Já se sabe há muito tempo que as mulheres não têm vez e voz dentro do Vaticano. A central de poder católica é, basicamente, sustentada e dominada por homens. A escolha de Francisco como papa, porém, mudou um pouco a situação. Desde sua posse, em 2013, diversas mulheres começaram a assumir funções decisórias na Santa Sé. Como bem pontuou a italiana Barbara Jatta, depois de colocada por Francisco na direção do Museu do Vaticano, eles passaram a atingir cargos de maior destaque pelas suas qualidades e atributos intelectuais. Foi justamente com a nomeação de Barbara que o domínio dos homens sofreu um pequeno abalo em Roma. Ainda que a sede da Igreja continue masculina, já se percebem novos tempos.

Entre as mulheres que cercam o papa há outros destaques. O primeiro é Francesca Di Giovanni, advogada italiana que assumiu, em janeiro desse ano, a Secretaria de Estado do Vaticano. O cargo nunca antes havia sido exercido por alguém do sexo feminino. Francesca responde por todas as questões diplomáticas da Igreja, as chamadas relações multilaterais. Também vale destacar a brasileira Cristiane Murray, que desde julho do ano passado é a porta-voz oficial de Francisco. A carioca, formada em Administração de Empresas e Marketing pela Pontifícia Universidade Católica do Rio de Janeiro, é vice-diretora da Sala de Imprensa e, por isso, tem, cotidianamente, reuniões com o papa, numa rotina delicada e que não a intimida.

“Não vejo entraves e me sinto encorajada por ele a me sentir à vontade, a desempenhar meu trabalho com seriedade e a não renunciar às especificidades de ser mulher”, disse. No Brasil, Cristiane já vinha estabelecendo contato e relações com a Igreja. Um ano antes de assumir o cargo, em 2018, a administradora colaborou na Secretaria Geral do Sínodo dos Bispos, que funcionou como um preparativo para o Sínodo sobre a Amazônia, realizado em outubro do ano passado.

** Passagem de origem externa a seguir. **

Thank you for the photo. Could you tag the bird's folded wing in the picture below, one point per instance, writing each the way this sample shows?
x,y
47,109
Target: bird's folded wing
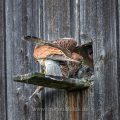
x,y
61,58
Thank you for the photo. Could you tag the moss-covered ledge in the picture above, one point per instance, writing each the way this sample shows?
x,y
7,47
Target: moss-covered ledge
x,y
53,82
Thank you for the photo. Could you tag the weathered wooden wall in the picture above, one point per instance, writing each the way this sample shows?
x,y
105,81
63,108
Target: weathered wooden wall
x,y
51,19
2,63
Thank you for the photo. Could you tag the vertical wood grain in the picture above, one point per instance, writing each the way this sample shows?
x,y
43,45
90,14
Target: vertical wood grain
x,y
106,86
52,19
3,115
22,19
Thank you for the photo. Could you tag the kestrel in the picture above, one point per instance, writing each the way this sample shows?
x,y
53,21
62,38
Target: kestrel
x,y
61,58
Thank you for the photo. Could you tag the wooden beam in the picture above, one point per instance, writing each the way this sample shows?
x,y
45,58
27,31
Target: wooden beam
x,y
54,82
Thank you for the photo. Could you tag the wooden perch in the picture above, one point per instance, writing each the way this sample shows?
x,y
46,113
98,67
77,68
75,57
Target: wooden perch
x,y
52,82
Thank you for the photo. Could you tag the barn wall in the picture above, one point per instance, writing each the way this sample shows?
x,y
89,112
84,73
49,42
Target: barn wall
x,y
2,63
51,19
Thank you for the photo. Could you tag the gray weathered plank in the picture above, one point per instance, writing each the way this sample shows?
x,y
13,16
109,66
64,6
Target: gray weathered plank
x,y
3,105
53,82
51,19
105,59
20,21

Atualmente, são 950 mulheres atuando no Vaticano, 21% da força total de trabalho. Em 2013, eram 600. Na ala feminina ainda há predominância de serviços braçais, de cozinha, limpeza e de assistência telefônica. Um cenário recorrente desde 1915, quando, pela primeira vez, uma mulher pisou na sede da Igreja Católica para trabalhar e não rezar. A costureira cuidava de toda a mobília do papa Bento 15, que comandou a Igreja de 1914 a 1922. Já a primeira mulher a integrar o Estado do Vaticano com um responsabilidade técnica foi a arqueóloga alemã Erminia Spier, nascida em 1898. Ela foi contratada pelo papa Pio XI, em 1934. A curiosidade sobre Ermínia é que ela era judia, mas se converteu ao catolicismo.

Lenta abertura

Durante o século passado, as mulheres seguiram entre a linha, o tecido, a costura e a limpeza, até o início do mandato de Francisco. “O que o papa Francisco fez de mais significativo para elas foi indicar uma advogada italiana para Secretaria de Estado, mas quando o assunto é a ordenação ele descarta imediatamente a mudança”, explica a freira Diane Cundiff, membro da Congregação Irmãs da Santa Cruz. Apesar das contratações inéditas, Cundiff explica que não é possível falar em um movimento feminista dentro da Igreja. Os passos ainda são lentos e as nomeações foram para funções que antes eram exercidas por homens. O sexo feminino não pode ministrar missas ou assumir tarefas de preparação religiosa. “Quando as pessoas começaram a falar sobre a indicação dessa abertura eu digo que ela é lenta se considerarmos que mais da metade dos católicos são do sexo feminino”, completa. Apesar dos passos curtos para a diminuição da desigualdade entre homens e mulheres no coração do poder católico, o Vaticano é um dos únicos lugares do mundo em que não há diferença salarial entre os sexos. Além disso, a idade mínima de aposentadoria é a mesma para homens e mulheres, no caso de funcionários laicos. A questão é que mesmo com as pequenas mudanças, o Vaticano segue atrasado quando se fala em desenvolvimento e igualdade. Se a Igreja demorou tantos anos para contratar mulheres, quantos anos serão necessários para que haja uma bispa?

Padre não casa

Em outubro do ano passado, durante o Sínodo da Amazônia, 128 votos aprovaram a ordenação de homens casados como padres da região amazônica. Quatro meses depois, o papa Francisco, defensor do celibato, descartou completamente a proposta e esquivou-se, quando possível, do assunto. Em fevereiro desse ano, ele divulgou um documento intitulado “Exortação Apostólica Pós-Sinodal Querida Amazônia” e pediu apenas o envio de novos padres para a região.